On Wed, Jul 22, 2015 at 3:02 AM, Simon Riggs <simon@2ndquadrant.com> wrote: > For me, the user workflow looks like these.... > > Worried: "Task X is taking ages? When is it expected to finish?" > Ops: 13:50 > <sometime later, about 14:00> > Worried: "Task X is still running? But I thought its ETA was 13:50?" > Ops: Now says 14:30 > Worried: "Is it stuck, or is it making progress?" > Ops: Looks like its making progress > Worried: "Can we have a look at it and find out what its doing?"
How does Ops know that it is making progress? Just because the completion percentage is changing?
You could, but that is not the way I suggested.
We need
* Some measure of actual progress (the definition of which may vary from action to action, e.g. blocks scanned)

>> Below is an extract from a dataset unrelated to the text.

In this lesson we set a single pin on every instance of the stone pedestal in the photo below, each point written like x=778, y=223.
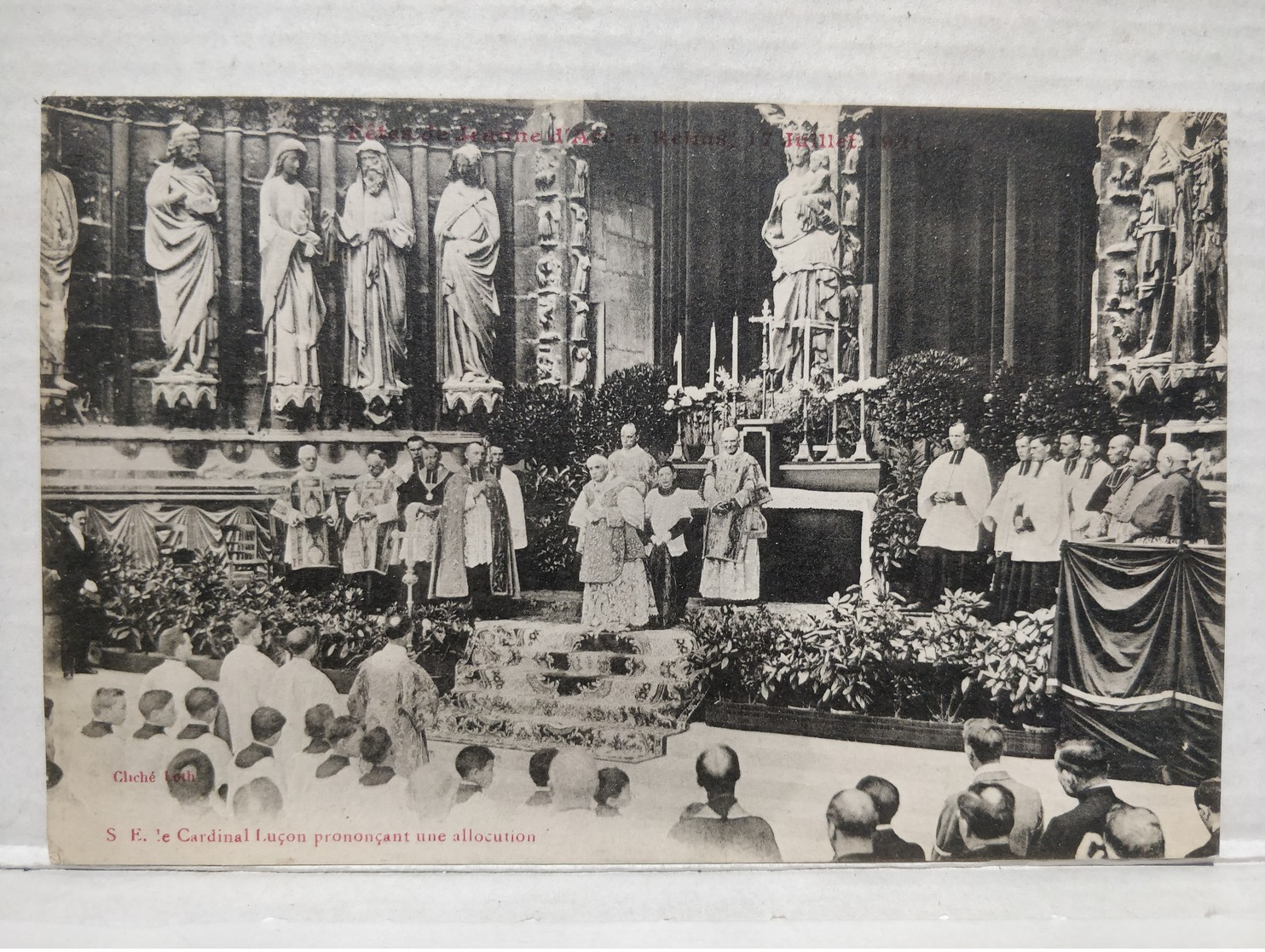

* Some estimate of the total work required
* An estimate of the estimated time of completion - I liked your view that this prediction may be costly to request
> In terms of VACUUM specifically: VACUUM should be able to assess beforehand > whether it will scan the indexes, or it can just assume that it will need to > scan the indexes. Perhaps VACUUM can pre-scan the VM to decide how big a > task it has before it starts.
Well, we can assume that it will scan the indexes exactly once, but the actual number may be more or less; and the cost of rescanning the heap in phase 2 is also hard to estimate.
Maybe I'm worrying over nothing, but I have a feeling that if we try to do what you're proposing here, we're gonna end up with this:
Most of the progress estimators I have seen over the ~30 years that I've been playing with computers have been unreliable, and many of those have been unreliable to the point of being annoying. I think that's likely to happen with what you are proposing too, though of course like all predictions of the future it could turn out to be wrong.
Almost like an Optimizer then. Important, often annoyingly wrong, needs more work.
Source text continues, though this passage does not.